“We’ve learned that the best data scientists are skeptics and follow Twyman’s law: Any figure that looks interesting or different is usually wrong. Surprising results should be replicated—both to make sure they’re valid and to quell people’s doubts.” Harvard Business Review, Oct 2017
How many times do you replicate a statistically significant web marketing test before reporting it out, making recommendations, or otherwise acting on it as if it were true?
If the answer is “rarely or never”, your web experimentation process is likely missing one of the critical components of scientific reasoning and knowledge discovery: replication.
For the past decade or so, online controlled experiments (such as A/B testing) have become common on practically all major commercial websites.
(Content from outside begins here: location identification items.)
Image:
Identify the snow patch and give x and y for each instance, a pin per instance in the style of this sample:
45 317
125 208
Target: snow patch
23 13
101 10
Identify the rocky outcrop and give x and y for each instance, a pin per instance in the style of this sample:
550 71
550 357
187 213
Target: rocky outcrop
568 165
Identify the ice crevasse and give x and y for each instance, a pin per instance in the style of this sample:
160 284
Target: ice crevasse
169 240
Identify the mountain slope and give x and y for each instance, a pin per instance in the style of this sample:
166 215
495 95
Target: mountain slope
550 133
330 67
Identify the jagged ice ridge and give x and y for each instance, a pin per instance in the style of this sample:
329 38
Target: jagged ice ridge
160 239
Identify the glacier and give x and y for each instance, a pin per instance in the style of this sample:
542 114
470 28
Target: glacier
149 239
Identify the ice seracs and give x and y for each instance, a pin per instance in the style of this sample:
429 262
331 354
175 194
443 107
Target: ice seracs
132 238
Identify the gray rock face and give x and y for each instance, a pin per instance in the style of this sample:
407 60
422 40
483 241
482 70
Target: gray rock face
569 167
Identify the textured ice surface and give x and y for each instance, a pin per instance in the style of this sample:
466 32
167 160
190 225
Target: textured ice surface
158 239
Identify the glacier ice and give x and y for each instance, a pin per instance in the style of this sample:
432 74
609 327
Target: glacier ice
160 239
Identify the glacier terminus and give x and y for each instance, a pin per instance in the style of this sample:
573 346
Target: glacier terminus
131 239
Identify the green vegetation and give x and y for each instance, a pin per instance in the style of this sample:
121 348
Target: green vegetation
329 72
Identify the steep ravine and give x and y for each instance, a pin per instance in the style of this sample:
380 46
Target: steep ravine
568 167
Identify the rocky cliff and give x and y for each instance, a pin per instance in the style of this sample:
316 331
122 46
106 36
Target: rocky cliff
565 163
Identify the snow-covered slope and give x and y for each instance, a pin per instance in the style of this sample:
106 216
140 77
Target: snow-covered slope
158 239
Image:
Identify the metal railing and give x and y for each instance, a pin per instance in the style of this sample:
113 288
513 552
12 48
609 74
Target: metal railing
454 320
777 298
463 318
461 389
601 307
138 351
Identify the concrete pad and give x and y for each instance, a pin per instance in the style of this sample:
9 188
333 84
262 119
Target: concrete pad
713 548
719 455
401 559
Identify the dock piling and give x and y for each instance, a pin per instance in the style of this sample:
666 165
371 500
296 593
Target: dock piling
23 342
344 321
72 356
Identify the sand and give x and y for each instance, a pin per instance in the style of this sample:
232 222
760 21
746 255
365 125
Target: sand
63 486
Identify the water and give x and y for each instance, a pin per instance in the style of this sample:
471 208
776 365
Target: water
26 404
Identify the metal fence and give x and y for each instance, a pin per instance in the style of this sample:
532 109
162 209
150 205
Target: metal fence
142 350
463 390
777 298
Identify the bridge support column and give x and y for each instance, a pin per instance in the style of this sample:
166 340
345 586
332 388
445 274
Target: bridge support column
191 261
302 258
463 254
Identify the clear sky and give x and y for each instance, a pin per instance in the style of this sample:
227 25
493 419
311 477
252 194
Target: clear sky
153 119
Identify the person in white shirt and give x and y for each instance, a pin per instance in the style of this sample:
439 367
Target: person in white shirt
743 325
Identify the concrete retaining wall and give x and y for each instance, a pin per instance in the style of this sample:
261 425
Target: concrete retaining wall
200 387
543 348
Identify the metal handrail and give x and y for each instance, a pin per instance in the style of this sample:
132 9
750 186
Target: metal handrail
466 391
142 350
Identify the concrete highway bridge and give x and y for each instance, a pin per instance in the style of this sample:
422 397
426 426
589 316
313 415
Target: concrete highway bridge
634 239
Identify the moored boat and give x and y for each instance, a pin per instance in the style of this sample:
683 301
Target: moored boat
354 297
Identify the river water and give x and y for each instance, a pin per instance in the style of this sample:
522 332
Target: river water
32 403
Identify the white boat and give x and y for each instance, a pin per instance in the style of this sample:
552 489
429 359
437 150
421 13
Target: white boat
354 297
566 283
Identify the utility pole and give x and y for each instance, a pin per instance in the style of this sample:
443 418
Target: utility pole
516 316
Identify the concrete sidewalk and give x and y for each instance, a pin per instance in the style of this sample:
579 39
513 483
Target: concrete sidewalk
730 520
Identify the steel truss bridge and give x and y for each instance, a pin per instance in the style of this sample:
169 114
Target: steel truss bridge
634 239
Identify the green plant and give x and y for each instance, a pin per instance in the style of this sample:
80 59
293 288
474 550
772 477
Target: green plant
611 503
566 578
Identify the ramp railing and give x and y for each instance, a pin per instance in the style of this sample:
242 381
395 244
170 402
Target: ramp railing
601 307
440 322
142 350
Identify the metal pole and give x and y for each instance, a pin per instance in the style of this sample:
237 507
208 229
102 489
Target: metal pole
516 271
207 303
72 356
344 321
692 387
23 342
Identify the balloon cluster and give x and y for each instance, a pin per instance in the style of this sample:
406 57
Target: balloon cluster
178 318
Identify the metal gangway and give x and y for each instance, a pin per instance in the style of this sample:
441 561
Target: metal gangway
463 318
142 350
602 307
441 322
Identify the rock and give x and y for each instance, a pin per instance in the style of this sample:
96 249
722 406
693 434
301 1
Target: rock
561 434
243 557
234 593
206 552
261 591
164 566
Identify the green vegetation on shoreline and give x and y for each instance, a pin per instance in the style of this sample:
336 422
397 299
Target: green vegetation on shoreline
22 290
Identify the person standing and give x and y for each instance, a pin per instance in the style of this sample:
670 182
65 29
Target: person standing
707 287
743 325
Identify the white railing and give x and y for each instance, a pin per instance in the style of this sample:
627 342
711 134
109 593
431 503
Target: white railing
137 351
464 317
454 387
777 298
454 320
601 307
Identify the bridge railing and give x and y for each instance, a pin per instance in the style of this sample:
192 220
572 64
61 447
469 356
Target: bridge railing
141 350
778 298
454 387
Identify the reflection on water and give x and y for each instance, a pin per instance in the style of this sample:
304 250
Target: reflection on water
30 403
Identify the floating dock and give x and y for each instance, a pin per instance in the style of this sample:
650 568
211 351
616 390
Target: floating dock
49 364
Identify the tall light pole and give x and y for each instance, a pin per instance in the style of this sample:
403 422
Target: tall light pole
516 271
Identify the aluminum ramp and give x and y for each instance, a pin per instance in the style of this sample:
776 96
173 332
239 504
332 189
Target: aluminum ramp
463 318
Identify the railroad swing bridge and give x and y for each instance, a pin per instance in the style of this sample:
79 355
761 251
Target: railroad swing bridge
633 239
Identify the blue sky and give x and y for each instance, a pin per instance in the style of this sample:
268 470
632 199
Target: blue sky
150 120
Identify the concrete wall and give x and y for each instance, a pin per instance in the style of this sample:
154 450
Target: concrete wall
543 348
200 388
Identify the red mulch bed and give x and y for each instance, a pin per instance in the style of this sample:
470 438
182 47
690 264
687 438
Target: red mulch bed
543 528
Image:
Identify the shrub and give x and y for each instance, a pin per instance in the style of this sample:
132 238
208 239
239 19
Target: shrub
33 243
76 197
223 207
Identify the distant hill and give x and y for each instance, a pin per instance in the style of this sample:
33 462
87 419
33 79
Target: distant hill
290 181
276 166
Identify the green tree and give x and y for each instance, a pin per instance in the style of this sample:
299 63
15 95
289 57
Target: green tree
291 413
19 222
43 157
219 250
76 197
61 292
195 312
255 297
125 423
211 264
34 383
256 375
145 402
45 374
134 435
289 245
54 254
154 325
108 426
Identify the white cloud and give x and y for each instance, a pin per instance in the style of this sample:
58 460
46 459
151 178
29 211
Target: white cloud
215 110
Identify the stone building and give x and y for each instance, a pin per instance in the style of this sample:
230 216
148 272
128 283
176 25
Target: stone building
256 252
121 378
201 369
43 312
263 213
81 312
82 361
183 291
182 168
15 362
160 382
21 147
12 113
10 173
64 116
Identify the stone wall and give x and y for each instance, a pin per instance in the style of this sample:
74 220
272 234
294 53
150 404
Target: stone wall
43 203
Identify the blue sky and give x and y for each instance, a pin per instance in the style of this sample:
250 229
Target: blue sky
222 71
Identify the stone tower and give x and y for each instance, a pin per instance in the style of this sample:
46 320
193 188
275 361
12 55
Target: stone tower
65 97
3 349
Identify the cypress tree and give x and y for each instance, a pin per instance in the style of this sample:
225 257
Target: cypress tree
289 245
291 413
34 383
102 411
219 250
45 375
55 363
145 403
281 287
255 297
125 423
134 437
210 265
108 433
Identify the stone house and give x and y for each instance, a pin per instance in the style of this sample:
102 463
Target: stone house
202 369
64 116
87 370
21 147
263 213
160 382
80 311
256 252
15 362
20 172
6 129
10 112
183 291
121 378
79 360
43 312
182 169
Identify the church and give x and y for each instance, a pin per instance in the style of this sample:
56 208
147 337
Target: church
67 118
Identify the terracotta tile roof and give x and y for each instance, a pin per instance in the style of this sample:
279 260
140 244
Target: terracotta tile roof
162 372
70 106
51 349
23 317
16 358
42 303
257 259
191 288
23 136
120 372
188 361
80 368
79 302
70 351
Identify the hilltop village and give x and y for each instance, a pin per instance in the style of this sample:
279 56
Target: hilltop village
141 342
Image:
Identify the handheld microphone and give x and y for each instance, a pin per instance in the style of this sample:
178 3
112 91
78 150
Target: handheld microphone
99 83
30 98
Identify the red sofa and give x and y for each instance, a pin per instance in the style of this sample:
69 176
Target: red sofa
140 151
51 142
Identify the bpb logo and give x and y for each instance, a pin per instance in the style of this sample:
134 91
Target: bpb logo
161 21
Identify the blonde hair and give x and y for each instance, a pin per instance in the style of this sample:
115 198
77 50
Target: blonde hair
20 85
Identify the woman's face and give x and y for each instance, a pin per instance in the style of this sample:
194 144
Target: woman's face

Most organizations operate under the assumption that with the right tools they can easily and predictably improve their KPIs by adding 5 percent incremental improvement here, 8 percent improvement there, and so forth towards future scientifically proven optimal – or at least improved – states while eliminating or substantially reducing the risk involved in making a change.
We’ve all seen the reports that A/B testing works for sites like Amazon, Facebook, Bing, Google, and the Obama campaign. But for the preponderance of commercial websites that don’t get anywhere close to this level of traffic, and don’t have an 80-person Analysis and Experimentation team like Microsoft, is scientifically valid progress truly being made in the realm of web experiments towards optimal states of user and system behavior?
Attempting to reproduce the results of an experiment or test is a defining feature of the scientific method.
Claims of truth based on a single experiment are misguided. No claim (scientific or otherwise) should be considered an accurate representation of reality unless it can be replicated.
This is one of the reasons scientific and other journals exist – to allow critical peer review and enable third parties to verify methods and results through replication.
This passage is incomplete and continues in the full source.